Lebih lanjut, ia menjelaskan bahwa dalam sejarahnya, Sasana Mulya sempat digunakan untuk Akademi Seni Karawitan Indonesia (ASKI) dan Proyek Pengembangan Kesenian Jawa Tengah (PKJT).
"Jadi untuk pembelajaran, dan dipakainya juga di Siti Hinggil itu untuk kelasnya, teorinya. Terus untuk tarinya, karawitannya, pedalangannya, itu di Sasana Mulya semua," terangnya.
![]() |
Taman Budaya Jawa Tengah (TBJT) yang kini berada di Jalan Ir Sutami, Kecamatan Jebres, Solo pun dulunya berada di Sasana Mulya dan disebut Taman Budaya Solo.
"Waktu ASKI pindah ke Kentingan, di situ dipakai Taman Budaya. Tahun 84 atau 85, lama kok, kemudian pindah ke Kentingan," tuturnya.
Usai TBJT yang rutin digunakan sebagai tempat pagelaran seni tradisional itu pindah lokasi ke Jebres, Sasana Mulya digunakan untuk kegiatan Keraton Solo dan warga Baluwarti.
"Jadi di situ untuk Keraton setelah Pakubuwana ke-XII itu untuk kalau ada kerabat kita yang terutama anak Sinuhun, istri Sinuhun, itu kalau meninggal disemayamkannya di Sasana Mulya," ungkapnya.
"Terus untuk manten (menikah) juga. Seperti saya juga temunya di situ. Biasanya temu sekalian resepsi gitu ada di situ. Jadi untuk gedung pertemuannya Keraton kalau punya kerja (hajat) sama kesripahan (musibah)," imbuhnya.

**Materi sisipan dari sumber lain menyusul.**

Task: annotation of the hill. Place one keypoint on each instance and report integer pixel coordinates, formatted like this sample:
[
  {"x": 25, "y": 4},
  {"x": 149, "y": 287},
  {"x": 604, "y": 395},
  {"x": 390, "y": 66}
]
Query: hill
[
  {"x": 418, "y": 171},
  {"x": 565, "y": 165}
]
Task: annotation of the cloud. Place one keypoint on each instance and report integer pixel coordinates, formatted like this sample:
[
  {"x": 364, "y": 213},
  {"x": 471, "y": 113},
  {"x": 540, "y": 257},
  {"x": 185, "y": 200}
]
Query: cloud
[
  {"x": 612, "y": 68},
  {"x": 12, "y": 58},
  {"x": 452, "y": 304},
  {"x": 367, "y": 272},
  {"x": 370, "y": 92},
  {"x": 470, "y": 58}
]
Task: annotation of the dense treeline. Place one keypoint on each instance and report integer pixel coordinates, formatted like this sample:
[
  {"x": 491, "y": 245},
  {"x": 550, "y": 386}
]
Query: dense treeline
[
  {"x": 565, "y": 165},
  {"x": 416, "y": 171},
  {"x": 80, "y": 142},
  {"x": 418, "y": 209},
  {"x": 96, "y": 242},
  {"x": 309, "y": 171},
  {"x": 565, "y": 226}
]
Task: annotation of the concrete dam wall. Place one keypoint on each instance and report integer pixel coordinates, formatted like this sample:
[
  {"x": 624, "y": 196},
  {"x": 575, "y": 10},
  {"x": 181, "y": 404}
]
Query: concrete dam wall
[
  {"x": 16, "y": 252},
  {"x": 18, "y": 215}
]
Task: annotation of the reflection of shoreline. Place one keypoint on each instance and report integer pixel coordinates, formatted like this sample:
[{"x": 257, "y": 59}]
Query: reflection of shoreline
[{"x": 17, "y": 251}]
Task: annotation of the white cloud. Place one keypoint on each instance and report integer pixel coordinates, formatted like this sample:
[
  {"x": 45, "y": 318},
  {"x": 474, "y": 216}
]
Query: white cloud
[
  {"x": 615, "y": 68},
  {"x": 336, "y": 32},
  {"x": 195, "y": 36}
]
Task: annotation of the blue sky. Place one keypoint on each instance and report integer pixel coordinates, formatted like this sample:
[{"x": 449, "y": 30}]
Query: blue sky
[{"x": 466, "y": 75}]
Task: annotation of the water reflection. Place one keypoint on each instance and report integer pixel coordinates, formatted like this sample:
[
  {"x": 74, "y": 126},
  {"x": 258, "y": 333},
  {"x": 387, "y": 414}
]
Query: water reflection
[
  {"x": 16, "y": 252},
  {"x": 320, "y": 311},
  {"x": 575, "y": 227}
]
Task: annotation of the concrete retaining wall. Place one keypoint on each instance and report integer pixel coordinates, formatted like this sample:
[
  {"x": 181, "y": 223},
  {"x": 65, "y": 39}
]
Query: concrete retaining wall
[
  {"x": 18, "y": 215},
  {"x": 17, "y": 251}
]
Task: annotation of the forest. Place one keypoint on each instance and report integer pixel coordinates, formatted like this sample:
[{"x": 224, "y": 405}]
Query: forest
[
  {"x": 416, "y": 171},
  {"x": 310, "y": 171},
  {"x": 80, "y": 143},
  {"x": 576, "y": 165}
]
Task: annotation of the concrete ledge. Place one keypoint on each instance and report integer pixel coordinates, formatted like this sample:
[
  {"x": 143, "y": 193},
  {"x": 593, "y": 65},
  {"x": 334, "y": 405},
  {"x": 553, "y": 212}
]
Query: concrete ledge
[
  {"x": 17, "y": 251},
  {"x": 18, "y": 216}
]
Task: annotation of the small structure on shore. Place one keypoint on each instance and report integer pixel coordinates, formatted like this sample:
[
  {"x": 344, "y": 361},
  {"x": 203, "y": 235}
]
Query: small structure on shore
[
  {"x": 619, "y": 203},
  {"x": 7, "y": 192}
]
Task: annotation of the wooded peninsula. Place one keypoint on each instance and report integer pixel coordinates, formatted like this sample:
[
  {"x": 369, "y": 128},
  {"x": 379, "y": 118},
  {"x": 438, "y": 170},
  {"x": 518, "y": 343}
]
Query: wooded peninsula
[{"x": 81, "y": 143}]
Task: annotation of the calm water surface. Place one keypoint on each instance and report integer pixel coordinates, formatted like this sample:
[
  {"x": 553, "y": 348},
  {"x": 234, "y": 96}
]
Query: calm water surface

Karena kondisi Sasana Mulya yang kini sudah memprihatinkan, kegiatan-kegiatan pun tak bisa lagi digelar di Sasana Mulya. Seperti untuk latihan sejumlah sanggar tari hingga untuk Tempat Pemungutan Suara (TPS) warga Baluwarti.
Sangat disayangkan, bangunan bersejarah yang menjadi tempat berkegiatan para kerabat Keraton Solo dan warga Baluwarti itu kini harus ditutup dan tampak memprihatinkan. Gusti Moeng pun berharap Sasana Mulya bisa lebih mendapat perhatian dari Pemerintah Kota Solo dan bisa segera direnovasi.
Bangunan Bagi Putra Raja
Dikutip dari situs resmi Pemkot Solo, fungsi Ndalem Sasono Mulya diperuntukkan bagi para putra Raja. Bangunan ini didirikan pada masa pemerintahan PB IV.
Bangunan Sasono Mulya memiliki kelengkapan bagian-bagian bangunan Jawa, terdiri dari 4 (empat) unsur yang biasa terdapat pada rumah tradisional Jawa, yaitu pendopo, pringgitan, ndalem dan gandhok.
Bangunan pendopo berupa joglo dengan 36 saka. Adapun pringgitan bercirikan atap limasan dengan 8 saka. Tiang/saka pada bangunan ini memiliki penampilan khas karena dibuat dengan cara bukan diketam melainkan dipethel atau ditatal/dikampak.